Rolls-Royce Appoints BP Director As Chairman, But SFO Probe Still Hangs Over The Engine Giant

Engine maker Rolls-Royce has posted its 10th year in a row of rising underlying profits - up 24% to £1.4 billion - and announced BP director Ian Davis as its new chairman.

Davis - a former McKinsey man - is well placed to deal with crises having joined BP just a week before it was forced to deal with the Gulf of Mexico Deepwater Horizon oil spill disaster in 2010. He will take over on 2 May, when Sir Simon Robertson steps down after eight years.

His crisis handling will come in handy, as Davis joins Rolls-Royce at a difficult time - in December 2012 it revealed it was being investigated by the Serious Fraud Office over bribery allegations relating to its business dealings with overseas customers.

No update on the probe was offered this morning, but it's understood veteran lawyer Lord Gold has begun reviewing the company's compliance procedures in the past two weeks.

"Impressive as they may be, today's figures from Rolls Royce are just the backdrop to broader issues affecting the iconic engineering giant," Nick Hood, business analyst at Company Watch, told the Huffington Post UK.

"The incoming chairman will find his Inbox clogged with the implications of simultaneous regulatory scrutiny in both the UK and the US, although he brings with him a wealth of relevant experience not least from his time on the board of BP and as the former head of McKinsey.

"The company is fearing the worse, admitting that it may face prosecution in the UK. But for shareholders, the greater worry is management distraction at a time when there is such uncertainty in its key markets and such restrictions on the spending plans of governments around the world."

The group, which has major sites at Derby and Bristol, employs around 45,000 people worldwide.

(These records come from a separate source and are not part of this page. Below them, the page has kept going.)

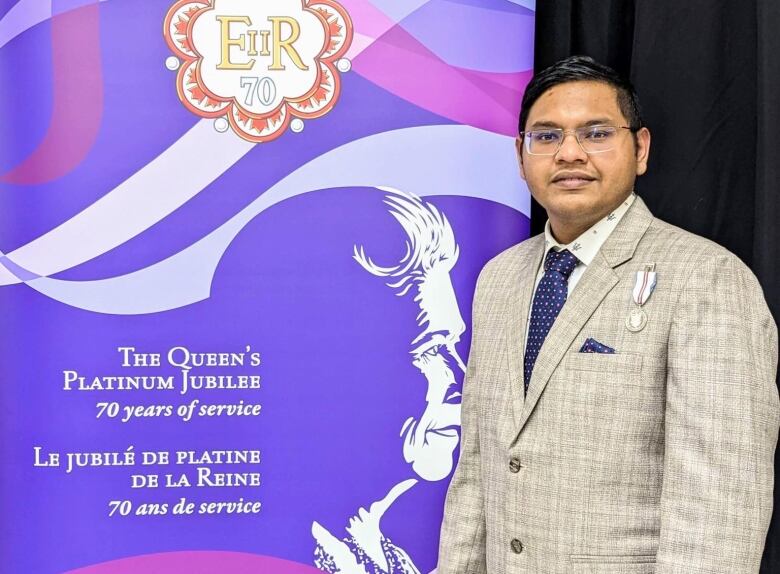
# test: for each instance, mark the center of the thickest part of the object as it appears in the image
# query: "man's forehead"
(576, 103)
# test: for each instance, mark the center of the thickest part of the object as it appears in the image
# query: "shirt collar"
(585, 247)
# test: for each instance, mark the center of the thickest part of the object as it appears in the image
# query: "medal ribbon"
(645, 284)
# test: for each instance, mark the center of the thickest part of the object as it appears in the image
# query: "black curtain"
(708, 78)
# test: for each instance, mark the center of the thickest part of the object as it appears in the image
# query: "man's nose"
(571, 151)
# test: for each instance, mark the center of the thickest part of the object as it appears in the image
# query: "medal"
(643, 288)
(636, 321)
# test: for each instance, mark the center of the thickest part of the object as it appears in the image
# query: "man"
(644, 441)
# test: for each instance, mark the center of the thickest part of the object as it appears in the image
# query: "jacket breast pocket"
(613, 564)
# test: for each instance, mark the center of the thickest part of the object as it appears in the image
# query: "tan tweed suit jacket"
(657, 459)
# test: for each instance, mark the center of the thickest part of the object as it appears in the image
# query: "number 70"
(264, 88)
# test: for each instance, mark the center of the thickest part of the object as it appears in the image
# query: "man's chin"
(434, 461)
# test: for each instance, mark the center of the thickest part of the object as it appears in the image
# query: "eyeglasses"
(592, 139)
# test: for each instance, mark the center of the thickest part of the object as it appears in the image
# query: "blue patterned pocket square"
(593, 346)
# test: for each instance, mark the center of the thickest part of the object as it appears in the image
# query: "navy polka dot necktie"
(549, 298)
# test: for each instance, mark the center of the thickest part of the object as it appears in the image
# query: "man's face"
(575, 188)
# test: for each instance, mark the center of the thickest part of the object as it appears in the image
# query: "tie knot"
(561, 261)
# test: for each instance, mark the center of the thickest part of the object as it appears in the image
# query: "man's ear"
(519, 151)
(642, 150)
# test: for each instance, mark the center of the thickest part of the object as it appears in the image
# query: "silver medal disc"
(636, 321)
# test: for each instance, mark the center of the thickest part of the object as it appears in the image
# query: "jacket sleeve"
(721, 424)
(462, 544)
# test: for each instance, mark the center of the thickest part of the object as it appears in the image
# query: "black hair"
(582, 69)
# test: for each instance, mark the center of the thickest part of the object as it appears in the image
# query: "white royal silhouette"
(430, 439)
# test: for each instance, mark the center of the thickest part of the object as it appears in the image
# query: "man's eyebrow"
(551, 124)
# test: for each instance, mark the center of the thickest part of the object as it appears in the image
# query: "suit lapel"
(521, 292)
(594, 285)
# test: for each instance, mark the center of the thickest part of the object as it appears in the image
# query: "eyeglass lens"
(593, 139)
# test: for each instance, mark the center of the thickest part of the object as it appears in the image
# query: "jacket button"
(517, 546)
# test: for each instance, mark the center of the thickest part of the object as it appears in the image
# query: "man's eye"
(598, 134)
(545, 137)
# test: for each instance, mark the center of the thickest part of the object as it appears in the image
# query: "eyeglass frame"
(564, 133)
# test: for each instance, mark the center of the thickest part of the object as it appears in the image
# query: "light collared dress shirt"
(584, 248)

It expects "good growth" to continue into 2013, thanks in part to the strong demand for its Trent aircraft engines, which helped its order book rise 4% to £60.1bn in 2012.

Last year saw the engine-maker add £16.1bn worth of new contracts, including £10.3bn in its civil aerospace division, £1.6bn in defence aerospace and £3.3bn in marine.

There were concerns that the recent grounding of Boeing's 787 Dreamliner jet - which will be powered by Rolls-Royce Trent 1000-TEN engines from 2016 - would impact on the group's future profits forecast, but Rolls chief executive John Rishton insisted the issue had "virtually no impact" on the group.

Roger Johnston, head of industrials at Edison Investment Research, told Press Association: "Rolls has produced another strong set of results, highlighting the benefits of the decade-long strategy, providing consistent results in all economic conditions."